UBS may report its first annual profit since 2006 this year after spinning off $38.7 billion in toxic assets into a central bank fund, cutting 18,500 jobs and appointing 11 new managers to the executive board. Chief Executive Officer Oswald Gruebel, who has led UBS for almost a year, is relying on a recovery at the investment bank to help increase pretax earnings to 15 billion francs in three to five years.
“By now Gruebel has got things under control,” Joerg De Vries-Hippen, chief investment officer for European equities at Allianz Global Investors in Frankfurt, said before the earnings release. “There is light at the end of the tunnel.”
A return to profitability may help UBS stop withdrawals by wealthy clients, who removed a net 228.1 billion francs over the 21 months through December, Gruebel has said. Redemptions increased to 45.2 billion francs in the fourth quarter from 26.6 billion francs in the previous three months. Analysts had forecast 17.5 billion francs in outflows. The bank predicted that withdrawals will continue in the “immediate future.”
“We expect that our return to profitability will increase clients’ confidence in UBS and restore our reputation,” Gruebel said in the statement.
The wealth management and Swiss bank unit’s pretax profit more than doubled to 1.11 billion francs in the quarter as a charge to settle the U.S. cross-border case wasn’t repeated. Wealth management Americas had a profit of 178 million francs, compared with a loss of 444 million francs a year ago.
The investment bank posted pretax profit of 297 million francs, its first since the second quarter of 2007, as charges on UBS’s own debt fell to 24 million francs from 1.62 billion francs a year ago. Analysts had forecast charges of about 750 million francs. Earnings in asset management rose 20 percent to 284 million francs.
A quarterly profit “is an important staging post in rebuilding client confidence, and management delivering on its restructuring plan,” Matt Spick, a London-based analyst at Deutsche Bank AG, said in a note before the earnings release. “If UBS succeeds in rebuilding its investment bank, there could be considerable upside.”
U.S. Tax Case
UBS shares have fallen 12 percent so far this year in Zurich trading, matching the decline of the 52-company Bloomberg Europe Banks and Financial Services Index. Domestic rival Credit Suisse Group AG fell 15 percent.

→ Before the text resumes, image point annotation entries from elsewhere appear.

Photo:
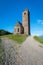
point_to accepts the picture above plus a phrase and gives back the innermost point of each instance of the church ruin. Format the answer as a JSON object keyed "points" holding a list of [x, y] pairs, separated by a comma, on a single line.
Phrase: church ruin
{"points": [[24, 27]]}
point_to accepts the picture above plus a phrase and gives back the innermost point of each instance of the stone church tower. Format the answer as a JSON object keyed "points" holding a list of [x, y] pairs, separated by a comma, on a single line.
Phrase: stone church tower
{"points": [[26, 21], [24, 27]]}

The Swiss administrative court last month blocked the government from passing data to U.S. authorities on certain accounts, endangering an accord reached last year to settle a lawsuit against UBS related to alleged tax evasion by American clients.
Swiss Justice Minister Eveline Widmer-Schlumpf said on Jan. 27 that the government will work with the U.S. to save the deal. Also at risk is the deferred prosecution agreement that UBS signed in February 2009 to avoid criminal charges, she said. A criminal prosecution in the U.S. could lead to the bank’s insolvency and endanger the Swiss economy, the government said.

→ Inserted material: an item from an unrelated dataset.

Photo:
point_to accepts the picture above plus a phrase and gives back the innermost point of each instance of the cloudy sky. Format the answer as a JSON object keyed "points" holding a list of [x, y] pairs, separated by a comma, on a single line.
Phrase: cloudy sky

“We are confident that the Swiss and US governments will undertake cooperative discussions, as required by the settlement, to find alternative mechanisms for fulfilling the parties’ obligations, and we are fully supportive of these efforts,” Gruebel, 66, and UBS Chairman Kaspar Villiger, 69, said in a letter to shareholders.

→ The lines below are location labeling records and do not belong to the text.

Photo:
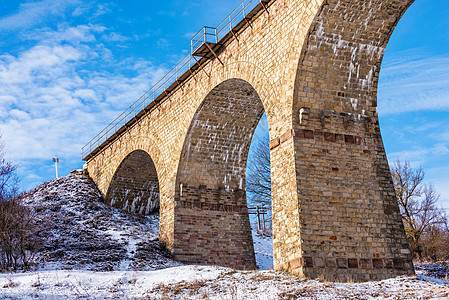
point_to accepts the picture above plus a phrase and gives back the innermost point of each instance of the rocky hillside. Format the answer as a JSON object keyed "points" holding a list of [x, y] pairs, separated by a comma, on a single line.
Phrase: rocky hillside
{"points": [[78, 231]]}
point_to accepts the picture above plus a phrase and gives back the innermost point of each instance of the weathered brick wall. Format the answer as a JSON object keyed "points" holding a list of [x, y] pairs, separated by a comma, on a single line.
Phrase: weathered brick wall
{"points": [[135, 186], [350, 223], [211, 218], [334, 212]]}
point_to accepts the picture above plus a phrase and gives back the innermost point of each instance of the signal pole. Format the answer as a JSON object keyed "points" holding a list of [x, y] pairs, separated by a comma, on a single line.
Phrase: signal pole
{"points": [[56, 160]]}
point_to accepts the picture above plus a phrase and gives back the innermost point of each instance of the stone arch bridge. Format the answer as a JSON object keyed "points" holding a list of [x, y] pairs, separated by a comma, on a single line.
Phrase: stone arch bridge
{"points": [[312, 66]]}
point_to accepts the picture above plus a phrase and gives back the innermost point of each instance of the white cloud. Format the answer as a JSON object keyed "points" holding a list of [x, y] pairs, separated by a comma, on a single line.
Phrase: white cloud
{"points": [[54, 97], [414, 82], [32, 13]]}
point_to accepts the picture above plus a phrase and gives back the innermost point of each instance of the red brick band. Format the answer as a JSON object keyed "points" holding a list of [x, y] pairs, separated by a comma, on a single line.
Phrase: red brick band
{"points": [[323, 136]]}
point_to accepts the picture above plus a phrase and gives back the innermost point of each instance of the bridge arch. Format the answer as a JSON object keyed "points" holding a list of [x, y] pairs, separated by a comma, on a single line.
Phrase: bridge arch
{"points": [[135, 185], [345, 193], [211, 217]]}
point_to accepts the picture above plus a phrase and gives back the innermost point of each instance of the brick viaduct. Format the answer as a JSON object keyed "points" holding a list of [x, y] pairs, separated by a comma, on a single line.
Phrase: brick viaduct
{"points": [[312, 66]]}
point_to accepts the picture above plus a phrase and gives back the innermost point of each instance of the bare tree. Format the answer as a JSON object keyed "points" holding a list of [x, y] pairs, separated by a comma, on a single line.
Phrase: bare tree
{"points": [[258, 175], [417, 203], [17, 227]]}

UBS aims to attract about 5 percent of total invested assets as net new funds annually at the main wealth management unit in the medium term, and reach a pretax profit of 4.6 billion francs, the bank said in November.
The investment bank targets pretax earnings of 6 billion francs annually, as the debt trading unit, which was responsible for the majority of more than $57 billion in writedowns and losses from the credit crisis, recovers. UBS last month appointed Rajeev Misra and Dimitri Psyllidis, who previously worked for Deutsche Bank AG and Merrill Lynch & Co., respectively, to co-run the debt-trading unit.
The fixed-income division had its first positive revenue in the third quarter of 2009 after eight quarters of losses. UBS, which unlike Credit Suisse missed out on a credit rally in the first half of the year, brought in 200 new hires to revamp the business.